That isn't a failure of "efficiency." That is a failure of basic oversight.
Schools like Humber, Sheridan, and Niagara likely skipped the efficiency reviews because they already knew where their finances stood. They didn't need a state-sanctioned consultant to tell them that provincial funding freezes were killing them. Conestoga skipped it too, but clearly for very different reasons.
Moving Beyond the Blame Game
The provincial government has since adjusted its approach. They finally allowed a modest 2% annual tuition increase and pledged billions in a new long-term funding model. But the damage from the international student cliff is already done, and the sector is still reeling.

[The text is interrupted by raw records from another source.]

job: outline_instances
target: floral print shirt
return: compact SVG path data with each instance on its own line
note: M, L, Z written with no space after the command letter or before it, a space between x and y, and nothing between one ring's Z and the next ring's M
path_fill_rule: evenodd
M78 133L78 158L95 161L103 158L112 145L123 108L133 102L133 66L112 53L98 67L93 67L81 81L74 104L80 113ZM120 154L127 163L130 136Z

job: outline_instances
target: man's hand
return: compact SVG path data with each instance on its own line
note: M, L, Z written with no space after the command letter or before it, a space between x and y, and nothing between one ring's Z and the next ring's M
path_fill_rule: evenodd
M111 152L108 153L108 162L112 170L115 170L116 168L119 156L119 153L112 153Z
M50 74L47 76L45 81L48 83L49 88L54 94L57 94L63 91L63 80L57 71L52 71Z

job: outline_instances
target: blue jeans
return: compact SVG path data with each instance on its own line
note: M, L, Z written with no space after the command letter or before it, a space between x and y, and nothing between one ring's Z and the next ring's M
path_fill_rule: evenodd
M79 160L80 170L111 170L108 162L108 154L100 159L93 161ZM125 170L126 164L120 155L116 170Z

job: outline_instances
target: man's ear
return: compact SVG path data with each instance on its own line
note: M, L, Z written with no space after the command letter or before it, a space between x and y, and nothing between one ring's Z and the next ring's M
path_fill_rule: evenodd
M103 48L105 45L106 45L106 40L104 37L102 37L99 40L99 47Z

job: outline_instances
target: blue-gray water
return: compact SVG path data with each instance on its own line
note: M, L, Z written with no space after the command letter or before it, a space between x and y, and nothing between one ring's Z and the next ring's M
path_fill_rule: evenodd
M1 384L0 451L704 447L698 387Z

If you want to understand where higher education in Ontario goes from here, stop looking at old efficiency reports. Watch these specific metrics instead:
- The Weighting Grant Review: The province is currently auditing its decade-old funding formula, specifically how it calculates "weighted grant units" for individual programs. This will determine which high-cost, high-demand programs (like nursing or trades) get salvaged.
- Domestic Recruitment Targets: With the international market severely restricted, colleges must pivot back to domestic students, meaning aggressive competition for local high school grads and adult retraining.
- Executive Compensation Audits: Expect intense provincial scrutiny on executive compensation and expense accounts across all 24 public colleges to prevent another Conestoga-style scandal.
The era of relying on unlimited international tuition to cover up a broken provincial funding model is over. True sustainability won't come from a consultant's checklist—it will require honest funding from Queen's Park and strict accountability from college boards. Every institution that skipped the review knew the real fight wasn't about finding minor efficiencies. It was about surviving the policy whiplash.